Kopafbeelding

Google                                                                 
Stuur een mail naar de Begeleidingsdienst voor Vrijescholen: P. van Meurs
Stel een vraag
Kinderen gaan rekenen deel:

 

 krg 8

BEGINNENDE GECIJFERDHEID; TUSSENDOELEN EN INTERVENTIES

Ordenend handelen

Oriëntatie in ruimte en lichaam

Oriëntatie in de tijd

Meten en meetkunde

Tellen

Bewerkingen

Cijferkennis

 

Deelgebied 6. Bewerkingen

Tussendoelen

Kleuterklas Kinderen kunnen een kleine hoeveelheid verdelen.

Klas 1 en 2

6.1 Uitleg

Bewerkingen zijn de actieve handelingen die verricht worden bij het rekenen; optellen, aftrekken, vermenigvuldigen en delen. Een begrip van bewerkingen ontstaat bij jonge kinderen vanuit het directe handelen ‘Geef ieder maar een handje met rozijnen’. Nadat Johan ieder een handje gegeven heeft zit het mandje nog half vol: ‘Zal ik nog een keer rond gaan?’ vraagt hij aan juf. Begrippen als: veel, meer, meest, weinig, minder, minst, geen, helft, genoeg, komen hier vanuit het beleven in het bewustzijn van het kind. Vanuit het verdelen van hoeveelheden ontstaan bewerkingsbegrippen: ‘Peter, Johan wil ook blokken gebruiken. Willen jullie ze samen even verdelen?’ Vanuit het ‘matchen’worden de blokken verdeeld en kinderen ontdekken begrippen als: gelijk opdelen, twee even grote stapels, een te veel of een meer, enz. Bewerkingen op zich worden ook duidelijk aan het directe handelen. Sarah legt kaplablokjes om haar toren: ’Kijk eens hij is bijna rond ik heb er nog een paar te kort mag ik er een paar van jou.’ Erik geeft vijf kaplablokjes uit zijn mandje weg. In de onderbouw wordt dit handelen in het bewustzijn gebracht. Dit verloopt nog steeds via concrete materialen. ‘Kinderen verdeel die 12 kastanjes eens in twee groepen.’ ‘Hoe heb jij dat gedaan Sofie?’ ‘Ik heb die twaalf verdeeld in twee groepjes van 6.’ ‘En jij Pieter?’ ‘Ik heb ze verdeeld in een groepje van 4 en een van 8 !’ Vanuit het verwoorden van de handelingen worden bewerkingen bewust gemaakt. Laat de kinderen in omgang met concreet materiaal vertrouwd raken met de rekenhandelingen als verdelen, overhouden, samenvoegen, meten, wegen en vergelijken (Van Erp,1986). Als er begrip ontstaan is voor de bewerkingen worden de rekensymbolen toegevoegd. Voordat de symbolen worden geïntroduceerd moeten de kinderen de handelingen hebben verricht, zodat hen duidelijk wordt wat deze symbolen inhouden. Het is dan ook belangrijk dat de kinderen een realistische situatie leren omzetten naar formele schrijfwijze. Maar ook andersom is het belangrijk dat kinderen een opgeschreven som in een realistische context kunnen plaatsen.

 

Bij welke activiteiten werken we aan dit tussendoel?

6.2 Kleuterklas

In de kleuterklas wordt niet bewust gewerkt aan bewerkingen. In alle hiervoor beschreven voorbeelden zitten wel bewerkingen verborgen (bijvoorbeeld bij het simpele uitdelen komen alle rekenbewerkingen aan bod: delen, vermenigvuldigen, optellen en aftrekken). Er wordt geen nadruk op gelegd en er wordt niet over gesproken in de kleutertijd.

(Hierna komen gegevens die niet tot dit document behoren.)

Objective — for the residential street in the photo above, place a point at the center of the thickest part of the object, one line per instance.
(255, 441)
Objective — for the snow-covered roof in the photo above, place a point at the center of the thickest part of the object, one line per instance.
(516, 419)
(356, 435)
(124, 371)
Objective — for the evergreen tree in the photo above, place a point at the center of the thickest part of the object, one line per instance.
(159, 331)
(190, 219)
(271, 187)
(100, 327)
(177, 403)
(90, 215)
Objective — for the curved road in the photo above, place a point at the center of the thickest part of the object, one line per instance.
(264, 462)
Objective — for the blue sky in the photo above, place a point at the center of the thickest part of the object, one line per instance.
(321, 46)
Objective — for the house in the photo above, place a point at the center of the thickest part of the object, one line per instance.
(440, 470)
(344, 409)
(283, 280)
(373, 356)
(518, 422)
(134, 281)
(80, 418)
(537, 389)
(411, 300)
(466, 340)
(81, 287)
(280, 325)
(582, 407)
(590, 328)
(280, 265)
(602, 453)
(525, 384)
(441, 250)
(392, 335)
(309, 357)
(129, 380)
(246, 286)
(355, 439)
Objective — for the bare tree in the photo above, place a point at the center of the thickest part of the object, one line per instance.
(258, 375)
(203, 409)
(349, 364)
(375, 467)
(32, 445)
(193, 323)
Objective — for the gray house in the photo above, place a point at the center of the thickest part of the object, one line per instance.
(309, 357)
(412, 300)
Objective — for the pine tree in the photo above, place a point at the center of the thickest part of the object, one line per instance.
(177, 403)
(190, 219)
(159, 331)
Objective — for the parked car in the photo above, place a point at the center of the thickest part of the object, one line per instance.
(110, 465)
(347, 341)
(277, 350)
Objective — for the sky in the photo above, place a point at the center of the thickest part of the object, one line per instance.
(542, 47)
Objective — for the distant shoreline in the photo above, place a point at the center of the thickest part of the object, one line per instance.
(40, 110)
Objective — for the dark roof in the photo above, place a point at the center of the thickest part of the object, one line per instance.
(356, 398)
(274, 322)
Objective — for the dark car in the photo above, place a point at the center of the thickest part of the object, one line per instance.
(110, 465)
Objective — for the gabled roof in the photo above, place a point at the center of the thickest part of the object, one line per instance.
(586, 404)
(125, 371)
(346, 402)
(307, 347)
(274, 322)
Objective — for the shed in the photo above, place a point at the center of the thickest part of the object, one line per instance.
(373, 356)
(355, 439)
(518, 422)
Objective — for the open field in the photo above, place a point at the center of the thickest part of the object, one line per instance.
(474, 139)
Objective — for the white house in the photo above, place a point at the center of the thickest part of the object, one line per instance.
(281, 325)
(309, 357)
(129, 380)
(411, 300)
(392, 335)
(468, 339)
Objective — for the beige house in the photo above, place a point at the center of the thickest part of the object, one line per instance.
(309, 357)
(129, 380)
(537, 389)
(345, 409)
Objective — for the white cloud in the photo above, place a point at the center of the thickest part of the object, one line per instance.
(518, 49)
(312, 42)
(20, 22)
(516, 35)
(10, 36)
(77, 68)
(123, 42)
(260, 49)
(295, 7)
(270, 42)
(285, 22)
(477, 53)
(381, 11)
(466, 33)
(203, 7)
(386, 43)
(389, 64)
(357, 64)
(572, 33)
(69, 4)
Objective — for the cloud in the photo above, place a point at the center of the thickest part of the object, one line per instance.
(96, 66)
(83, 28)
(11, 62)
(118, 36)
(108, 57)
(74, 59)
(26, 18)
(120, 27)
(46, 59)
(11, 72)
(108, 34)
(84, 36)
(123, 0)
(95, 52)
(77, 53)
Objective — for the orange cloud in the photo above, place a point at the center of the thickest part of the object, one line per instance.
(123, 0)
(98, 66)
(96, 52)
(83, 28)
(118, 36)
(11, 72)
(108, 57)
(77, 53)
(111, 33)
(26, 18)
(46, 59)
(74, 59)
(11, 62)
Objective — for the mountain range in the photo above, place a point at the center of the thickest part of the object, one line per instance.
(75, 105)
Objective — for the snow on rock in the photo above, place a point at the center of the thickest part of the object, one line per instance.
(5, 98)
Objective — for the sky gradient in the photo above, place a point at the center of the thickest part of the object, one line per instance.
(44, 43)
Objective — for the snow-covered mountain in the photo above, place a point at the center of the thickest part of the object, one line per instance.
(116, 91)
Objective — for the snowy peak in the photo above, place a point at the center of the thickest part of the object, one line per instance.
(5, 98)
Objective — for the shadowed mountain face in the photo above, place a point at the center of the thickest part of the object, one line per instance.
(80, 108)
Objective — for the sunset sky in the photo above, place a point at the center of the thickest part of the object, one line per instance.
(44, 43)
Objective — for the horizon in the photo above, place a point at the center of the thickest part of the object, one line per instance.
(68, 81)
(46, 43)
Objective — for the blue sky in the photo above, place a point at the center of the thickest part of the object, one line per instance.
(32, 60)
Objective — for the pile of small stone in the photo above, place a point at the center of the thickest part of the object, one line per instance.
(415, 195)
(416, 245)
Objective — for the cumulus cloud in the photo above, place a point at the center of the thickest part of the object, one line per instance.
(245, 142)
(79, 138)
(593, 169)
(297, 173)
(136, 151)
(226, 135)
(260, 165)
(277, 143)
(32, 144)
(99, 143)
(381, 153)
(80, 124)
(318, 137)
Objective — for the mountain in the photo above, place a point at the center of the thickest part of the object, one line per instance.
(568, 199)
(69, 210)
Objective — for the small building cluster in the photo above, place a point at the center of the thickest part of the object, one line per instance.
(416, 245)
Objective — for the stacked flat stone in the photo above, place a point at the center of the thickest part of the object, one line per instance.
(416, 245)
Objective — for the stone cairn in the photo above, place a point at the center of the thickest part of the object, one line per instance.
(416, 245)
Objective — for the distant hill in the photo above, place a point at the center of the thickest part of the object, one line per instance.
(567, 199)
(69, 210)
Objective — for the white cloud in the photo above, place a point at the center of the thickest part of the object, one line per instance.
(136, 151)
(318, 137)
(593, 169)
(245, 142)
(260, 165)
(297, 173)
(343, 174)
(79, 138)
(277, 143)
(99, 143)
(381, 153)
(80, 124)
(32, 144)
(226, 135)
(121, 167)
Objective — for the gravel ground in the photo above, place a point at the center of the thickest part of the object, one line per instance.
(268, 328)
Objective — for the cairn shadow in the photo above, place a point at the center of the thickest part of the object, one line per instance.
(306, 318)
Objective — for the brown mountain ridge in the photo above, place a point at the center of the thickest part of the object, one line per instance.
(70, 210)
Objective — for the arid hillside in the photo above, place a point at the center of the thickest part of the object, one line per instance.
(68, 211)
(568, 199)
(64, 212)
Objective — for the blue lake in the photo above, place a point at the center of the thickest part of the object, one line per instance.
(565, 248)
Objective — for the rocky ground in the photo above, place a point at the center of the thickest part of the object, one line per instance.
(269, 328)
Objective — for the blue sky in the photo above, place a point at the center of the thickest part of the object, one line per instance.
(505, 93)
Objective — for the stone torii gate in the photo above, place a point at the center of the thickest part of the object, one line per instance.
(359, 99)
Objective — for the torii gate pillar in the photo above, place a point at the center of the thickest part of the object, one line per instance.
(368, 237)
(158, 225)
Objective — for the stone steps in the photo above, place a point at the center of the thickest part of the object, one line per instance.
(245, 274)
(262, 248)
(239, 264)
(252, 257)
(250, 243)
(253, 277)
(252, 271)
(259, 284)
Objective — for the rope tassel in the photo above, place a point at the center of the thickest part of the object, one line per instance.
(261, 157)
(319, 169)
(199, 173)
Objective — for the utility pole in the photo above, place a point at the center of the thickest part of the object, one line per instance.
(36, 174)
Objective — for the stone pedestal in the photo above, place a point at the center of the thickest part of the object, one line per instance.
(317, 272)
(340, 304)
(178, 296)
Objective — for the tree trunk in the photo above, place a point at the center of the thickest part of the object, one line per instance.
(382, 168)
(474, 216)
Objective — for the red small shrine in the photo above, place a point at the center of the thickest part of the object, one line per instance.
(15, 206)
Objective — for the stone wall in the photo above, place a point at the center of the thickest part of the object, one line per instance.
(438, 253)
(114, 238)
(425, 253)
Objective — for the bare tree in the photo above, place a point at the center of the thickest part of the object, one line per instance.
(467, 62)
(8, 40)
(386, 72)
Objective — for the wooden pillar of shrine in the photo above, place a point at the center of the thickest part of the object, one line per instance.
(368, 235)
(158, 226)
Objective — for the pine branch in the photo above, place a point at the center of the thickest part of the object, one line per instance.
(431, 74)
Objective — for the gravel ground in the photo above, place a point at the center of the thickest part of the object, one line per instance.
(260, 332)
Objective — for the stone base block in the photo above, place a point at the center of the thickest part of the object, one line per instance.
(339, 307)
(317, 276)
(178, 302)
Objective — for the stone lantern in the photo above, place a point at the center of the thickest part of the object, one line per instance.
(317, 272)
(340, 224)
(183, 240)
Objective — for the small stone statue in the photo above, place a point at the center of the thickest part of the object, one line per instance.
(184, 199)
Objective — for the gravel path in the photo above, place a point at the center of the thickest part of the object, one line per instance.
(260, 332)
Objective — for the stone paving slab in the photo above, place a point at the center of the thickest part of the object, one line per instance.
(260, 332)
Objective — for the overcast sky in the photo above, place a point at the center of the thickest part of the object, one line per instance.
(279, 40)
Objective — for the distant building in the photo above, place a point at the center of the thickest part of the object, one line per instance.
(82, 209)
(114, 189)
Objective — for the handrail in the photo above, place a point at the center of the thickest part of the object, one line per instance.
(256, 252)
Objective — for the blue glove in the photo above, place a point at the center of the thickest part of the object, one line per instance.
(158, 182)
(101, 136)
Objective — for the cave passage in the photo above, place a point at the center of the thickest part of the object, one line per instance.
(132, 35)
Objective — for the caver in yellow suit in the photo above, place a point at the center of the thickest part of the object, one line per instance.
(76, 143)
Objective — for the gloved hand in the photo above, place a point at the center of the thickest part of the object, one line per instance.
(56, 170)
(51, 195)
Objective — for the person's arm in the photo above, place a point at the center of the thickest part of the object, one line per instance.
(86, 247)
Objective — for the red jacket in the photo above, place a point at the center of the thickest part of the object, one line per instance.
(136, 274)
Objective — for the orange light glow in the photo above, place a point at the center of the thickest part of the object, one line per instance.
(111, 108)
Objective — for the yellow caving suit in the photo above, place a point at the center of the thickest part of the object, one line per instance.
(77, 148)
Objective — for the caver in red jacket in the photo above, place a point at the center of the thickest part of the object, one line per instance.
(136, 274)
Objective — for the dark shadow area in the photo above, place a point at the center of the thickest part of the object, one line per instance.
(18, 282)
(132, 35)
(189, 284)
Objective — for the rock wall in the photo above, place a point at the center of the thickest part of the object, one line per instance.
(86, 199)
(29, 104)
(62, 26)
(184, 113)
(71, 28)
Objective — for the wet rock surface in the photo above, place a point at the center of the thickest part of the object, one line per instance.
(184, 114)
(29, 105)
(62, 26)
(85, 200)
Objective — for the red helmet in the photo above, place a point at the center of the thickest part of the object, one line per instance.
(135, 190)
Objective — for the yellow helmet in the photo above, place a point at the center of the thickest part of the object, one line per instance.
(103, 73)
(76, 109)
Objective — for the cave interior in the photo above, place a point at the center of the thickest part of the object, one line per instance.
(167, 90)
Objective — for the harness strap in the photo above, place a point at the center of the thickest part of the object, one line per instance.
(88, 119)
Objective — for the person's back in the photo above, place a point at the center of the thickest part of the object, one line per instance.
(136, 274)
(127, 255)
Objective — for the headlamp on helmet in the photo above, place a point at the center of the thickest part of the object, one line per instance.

6.3 Eerste klas en tweede klas

6.3.1 Optellen en aftrekken

Het splitsen van getallen

Op allerlei manieren kan het splitsen van getallen geoefend worden; door kastanjes te laten verdelen, door kinderen in groepen op te (laten) delen, door te tekenen wat er verdeeld moest worden. Het is goed als kinderen daarbij zelf leren te noteren wat ze gedaan hebben. Aanvankelijk zal dat al tekenend zijn, later leren ze de meer formele rekentekens kennen en kunnen ze die gebruiken.

30

Deze oefening kan ook op een rekenrek worden uitgevoerd. De kinderen raken op deze manier ook vertrouwd met het rekenrek.

Werken met hoeveelheden die het kind niet kan zien.

• Werkend met de staafjes uit de rekenkist kunnen er allerlei splitsingen geoefend worden. 8= 4 en 4 8= 5 en 3 8=10 min 2

Het is zinvol om het hoofdstuk: ‘Van tellen naar rekenen’ uit ‘Rekenen in beweging’ goed door te lezen. Daarin wordt nog eens nauwgezet gekeken naar de mogelijke fouten die kinderen kunnen maken in het gebruik van de vier bewerkingen.

De rekenkist

De rekenkist heeft verschillende materialen die het mogelijk maken het rekenen al handelend uit te voeren op verschillende niveaus.

• In de rekenkist zitten houten staafjes die twee kleuren hebben; bruin en blank. Optellen kun je hier op verschillende manieren mee doen. Zet 3 staafjes neer en zet daar nu 5 staafjes bij. Hoeveel staafjes staan er nu?

Naast optellen, kunnen kinderen met dit materiaal ook goed leren aftrekken.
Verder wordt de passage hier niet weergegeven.